Kedi ve köpeklerin kısırlaştırılması, pek çok avantajı bilimsel olarak kanıtlanmış, dostunuzun sağlığı açısından faydası yadsınamaz bir girişimdir.
Buna rağmen yanlış bilgilendirmeler sonucu yanlış düşüncelere yönelen hayvan sahiplerine çok sık rastlamaktayız.
Köpekler, insanlardan 15 kat, kediler ise 45 kat daha fazla üreyebilme yeteneğine sahip canlılardır. Bu
durumda, sahip olduğunuz kısırlaştırılmamış kedi ya da köpekleriniz hızla çoğalacak, onlara sağlayabileceğiniz sağlıklı ve kaliteli bir yaşam şansı ise azalacaktır. Unutmamalıyız ki kedi ve köpeklerimiz, iyi şartlarda yaşayabilmek için insanlara ihtiyaç duyarlar. Bu şartların sağlanabilmesi ise üreme hızlarının önüne geçilebilmesi, yani kısırlaştırılmaları ile mümkündür.

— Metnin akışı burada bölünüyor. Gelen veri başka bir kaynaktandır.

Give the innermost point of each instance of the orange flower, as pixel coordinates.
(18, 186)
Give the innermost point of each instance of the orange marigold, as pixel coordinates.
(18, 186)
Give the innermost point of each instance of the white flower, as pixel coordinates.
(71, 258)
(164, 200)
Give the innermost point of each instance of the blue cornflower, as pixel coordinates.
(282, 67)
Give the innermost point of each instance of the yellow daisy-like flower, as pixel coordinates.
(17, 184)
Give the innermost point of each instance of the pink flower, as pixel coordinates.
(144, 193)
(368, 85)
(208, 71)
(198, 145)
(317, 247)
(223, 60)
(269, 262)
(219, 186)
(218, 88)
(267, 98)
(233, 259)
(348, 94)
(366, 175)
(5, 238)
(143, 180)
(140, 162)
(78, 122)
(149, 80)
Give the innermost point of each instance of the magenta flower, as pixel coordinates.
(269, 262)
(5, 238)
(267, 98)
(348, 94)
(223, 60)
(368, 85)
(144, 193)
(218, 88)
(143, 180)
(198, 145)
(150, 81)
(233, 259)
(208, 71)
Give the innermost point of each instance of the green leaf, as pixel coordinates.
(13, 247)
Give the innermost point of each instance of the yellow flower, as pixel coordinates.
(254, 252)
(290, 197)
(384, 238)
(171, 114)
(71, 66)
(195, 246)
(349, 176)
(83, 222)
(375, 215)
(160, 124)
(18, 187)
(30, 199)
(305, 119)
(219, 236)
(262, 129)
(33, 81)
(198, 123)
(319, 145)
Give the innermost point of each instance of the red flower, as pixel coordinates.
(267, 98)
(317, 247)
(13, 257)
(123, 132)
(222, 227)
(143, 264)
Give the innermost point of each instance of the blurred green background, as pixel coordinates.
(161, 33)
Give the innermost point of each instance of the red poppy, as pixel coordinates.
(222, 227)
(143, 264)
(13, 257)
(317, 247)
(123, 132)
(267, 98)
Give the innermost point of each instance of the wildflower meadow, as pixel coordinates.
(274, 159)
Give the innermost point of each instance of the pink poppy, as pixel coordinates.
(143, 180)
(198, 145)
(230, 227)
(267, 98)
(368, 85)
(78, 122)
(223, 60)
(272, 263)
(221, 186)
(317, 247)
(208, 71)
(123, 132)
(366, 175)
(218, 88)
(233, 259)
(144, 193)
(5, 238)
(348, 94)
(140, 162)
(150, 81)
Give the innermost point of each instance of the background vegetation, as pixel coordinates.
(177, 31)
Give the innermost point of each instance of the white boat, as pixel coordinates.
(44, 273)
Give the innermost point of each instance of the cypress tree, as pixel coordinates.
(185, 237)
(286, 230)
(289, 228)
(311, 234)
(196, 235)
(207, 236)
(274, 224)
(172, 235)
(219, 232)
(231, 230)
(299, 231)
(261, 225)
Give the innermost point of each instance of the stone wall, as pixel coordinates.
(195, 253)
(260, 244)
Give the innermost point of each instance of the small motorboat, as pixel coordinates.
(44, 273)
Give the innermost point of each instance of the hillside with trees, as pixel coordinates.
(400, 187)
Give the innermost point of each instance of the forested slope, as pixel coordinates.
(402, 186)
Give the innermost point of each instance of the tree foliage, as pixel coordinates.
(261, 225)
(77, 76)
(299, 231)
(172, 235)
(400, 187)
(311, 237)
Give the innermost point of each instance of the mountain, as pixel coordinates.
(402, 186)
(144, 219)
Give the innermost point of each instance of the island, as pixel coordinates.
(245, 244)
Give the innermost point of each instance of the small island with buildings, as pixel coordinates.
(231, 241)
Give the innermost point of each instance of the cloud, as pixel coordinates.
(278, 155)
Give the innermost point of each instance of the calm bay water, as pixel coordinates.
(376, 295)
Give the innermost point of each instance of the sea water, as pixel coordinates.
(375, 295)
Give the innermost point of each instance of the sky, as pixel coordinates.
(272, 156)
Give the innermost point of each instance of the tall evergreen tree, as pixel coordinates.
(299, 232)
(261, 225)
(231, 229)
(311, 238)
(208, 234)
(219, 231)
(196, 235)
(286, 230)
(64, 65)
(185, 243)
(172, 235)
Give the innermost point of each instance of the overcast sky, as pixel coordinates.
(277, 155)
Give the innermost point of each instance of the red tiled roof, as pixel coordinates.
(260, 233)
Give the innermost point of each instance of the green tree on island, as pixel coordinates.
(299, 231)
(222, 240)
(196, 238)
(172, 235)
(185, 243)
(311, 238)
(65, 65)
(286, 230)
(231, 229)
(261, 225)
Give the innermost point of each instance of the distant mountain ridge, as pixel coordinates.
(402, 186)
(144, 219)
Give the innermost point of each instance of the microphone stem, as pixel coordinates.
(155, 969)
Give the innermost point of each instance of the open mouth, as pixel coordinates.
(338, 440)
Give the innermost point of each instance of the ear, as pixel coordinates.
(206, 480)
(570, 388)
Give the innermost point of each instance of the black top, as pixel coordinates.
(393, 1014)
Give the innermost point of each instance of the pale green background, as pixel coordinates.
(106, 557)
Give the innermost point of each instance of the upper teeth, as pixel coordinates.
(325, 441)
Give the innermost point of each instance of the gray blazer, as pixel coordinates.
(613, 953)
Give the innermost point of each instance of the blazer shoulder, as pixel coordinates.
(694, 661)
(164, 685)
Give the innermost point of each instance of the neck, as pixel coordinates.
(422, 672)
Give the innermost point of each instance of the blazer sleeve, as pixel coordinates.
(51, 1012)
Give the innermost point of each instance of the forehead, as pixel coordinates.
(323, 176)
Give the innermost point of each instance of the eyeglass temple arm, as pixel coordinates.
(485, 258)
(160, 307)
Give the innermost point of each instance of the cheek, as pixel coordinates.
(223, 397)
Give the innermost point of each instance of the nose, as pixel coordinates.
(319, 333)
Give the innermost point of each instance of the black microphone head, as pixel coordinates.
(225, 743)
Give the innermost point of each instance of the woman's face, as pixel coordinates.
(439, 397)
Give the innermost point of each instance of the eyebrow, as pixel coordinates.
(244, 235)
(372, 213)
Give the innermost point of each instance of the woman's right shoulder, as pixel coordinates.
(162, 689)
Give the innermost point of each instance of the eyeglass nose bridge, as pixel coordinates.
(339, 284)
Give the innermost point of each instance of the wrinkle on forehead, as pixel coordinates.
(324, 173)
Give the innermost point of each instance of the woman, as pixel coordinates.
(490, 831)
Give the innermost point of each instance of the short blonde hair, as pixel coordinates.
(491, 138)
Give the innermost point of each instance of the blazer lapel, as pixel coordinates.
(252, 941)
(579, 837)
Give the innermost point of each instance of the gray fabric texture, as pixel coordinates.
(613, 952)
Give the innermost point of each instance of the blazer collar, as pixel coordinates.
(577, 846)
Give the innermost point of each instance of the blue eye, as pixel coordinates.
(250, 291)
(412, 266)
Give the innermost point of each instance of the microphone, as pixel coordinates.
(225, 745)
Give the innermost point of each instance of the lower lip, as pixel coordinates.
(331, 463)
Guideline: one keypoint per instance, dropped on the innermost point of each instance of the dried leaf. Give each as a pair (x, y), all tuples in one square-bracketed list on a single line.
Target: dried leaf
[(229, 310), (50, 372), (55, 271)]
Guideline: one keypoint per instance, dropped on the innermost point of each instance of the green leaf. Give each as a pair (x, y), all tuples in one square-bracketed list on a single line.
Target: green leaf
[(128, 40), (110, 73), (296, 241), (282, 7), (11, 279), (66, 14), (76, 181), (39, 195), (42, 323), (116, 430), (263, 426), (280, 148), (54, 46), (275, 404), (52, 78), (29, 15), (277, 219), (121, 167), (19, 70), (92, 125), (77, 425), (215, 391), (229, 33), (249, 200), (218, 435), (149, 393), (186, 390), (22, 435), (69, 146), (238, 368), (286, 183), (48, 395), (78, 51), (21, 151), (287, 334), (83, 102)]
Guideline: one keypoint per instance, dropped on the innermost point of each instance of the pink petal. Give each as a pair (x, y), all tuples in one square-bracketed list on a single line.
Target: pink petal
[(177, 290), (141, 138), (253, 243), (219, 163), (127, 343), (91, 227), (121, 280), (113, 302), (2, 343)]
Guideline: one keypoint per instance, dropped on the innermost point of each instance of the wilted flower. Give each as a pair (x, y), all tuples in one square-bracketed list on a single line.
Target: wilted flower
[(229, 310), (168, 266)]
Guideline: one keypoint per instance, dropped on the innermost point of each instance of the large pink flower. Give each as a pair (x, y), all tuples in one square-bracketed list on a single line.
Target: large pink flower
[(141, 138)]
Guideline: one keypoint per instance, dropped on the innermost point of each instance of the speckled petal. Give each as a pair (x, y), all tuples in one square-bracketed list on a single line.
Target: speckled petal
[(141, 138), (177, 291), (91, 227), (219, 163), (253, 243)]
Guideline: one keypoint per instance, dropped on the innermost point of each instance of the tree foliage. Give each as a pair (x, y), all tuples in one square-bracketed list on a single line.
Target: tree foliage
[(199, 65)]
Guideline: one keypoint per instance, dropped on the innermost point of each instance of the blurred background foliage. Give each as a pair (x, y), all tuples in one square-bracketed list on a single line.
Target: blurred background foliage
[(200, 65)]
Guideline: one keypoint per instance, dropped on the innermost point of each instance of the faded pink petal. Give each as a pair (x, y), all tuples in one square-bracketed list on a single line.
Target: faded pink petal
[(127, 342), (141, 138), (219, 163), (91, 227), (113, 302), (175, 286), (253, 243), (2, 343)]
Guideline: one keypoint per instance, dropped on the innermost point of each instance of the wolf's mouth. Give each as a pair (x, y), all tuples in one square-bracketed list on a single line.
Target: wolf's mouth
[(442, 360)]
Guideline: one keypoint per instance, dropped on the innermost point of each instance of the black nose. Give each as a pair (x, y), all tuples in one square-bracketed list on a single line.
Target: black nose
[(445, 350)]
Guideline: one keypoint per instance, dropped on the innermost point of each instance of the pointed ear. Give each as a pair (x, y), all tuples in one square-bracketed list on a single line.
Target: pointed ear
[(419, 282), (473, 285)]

Dişi kedi ve köpekler, genellikle en erken altı aylık olduklarında çiftleşebilir ve hamile kalabilirler. Dişi bir kedi, yılda dört kez kızgınlığa girebilir ve bu durum hem kedi hem de sahibi için oldukça rahatsız edici olabilir. Dişi köpekler ise yılda iki kez kızgınlık dönemi geçirirler. Dişi kedi ve köpekler işte bu kızgınlık dönemlerinde erkeğin dikkatini çekmek amacıyla kokular yayabilir ve eşleşmek için kaçmaya dahi çalışabilirler. Erkek sokak köpekleri, kızgınlıkta olan bir dişi ev köpeğinin bulunduğu bölgede kavga edebilir, iz bırakmak amacıyla evin kapısına-yakınına idrar yapabilirler. Gebe kaldıkları takdirde dişi kediler 2 ila 10, köpekler ise 2 ila 20 yavru doğurabilirler. Her bir bebeğe uygun sahiplerin bulunması ve anne de dâhil olmak üzere yeniden oluşabilecek gebeliklerin önüne geçilebilmesi için hepsinin kısırlaştırılması gerekecektir. Erkek kedi ve köpekler yaklaşık altı aylıkken eşleşebilirler. Dişiler gibi belirli kızgınlık dönemleri yoktur. Kızgınlıkta bir dişi olduğu sürece yılın her anı veya döneminde eşleşebilirler. Altı aylık dönemde ergenlik dönemine giren erkek kedi ve köpeklerde, hormonlara bağlı olarak hayat boyu sürebilen, alışkanlıklar hâline dahi gelebilecek bazı davranış problemlerinin başlangıcı sık görülmektedir. Yaşam alanlarını işaretlemek için, evin içine kötü kokulu idrar yapabilirler. Bazılarında ise aşırı baskın veya agresif davranışlar görülebilir. Kızgınlık dönemindeki bir dişi arayışı için evden kaçabilirler.
Diğer bir açıdan bakıldığında, kısırlaştırılmayan kedi ve köpekler cinsel dürtüleri sebebiyle birçok kazaya maruz kalabilirler. Kliniğimize trafik kazası veya camdan-balkondan düşme olayları ile gelen kedi ve köpeklerin yaklaşık yüzde seksenini kısırlaştırılmamış kedi ve köpekler oluşturmaktadır.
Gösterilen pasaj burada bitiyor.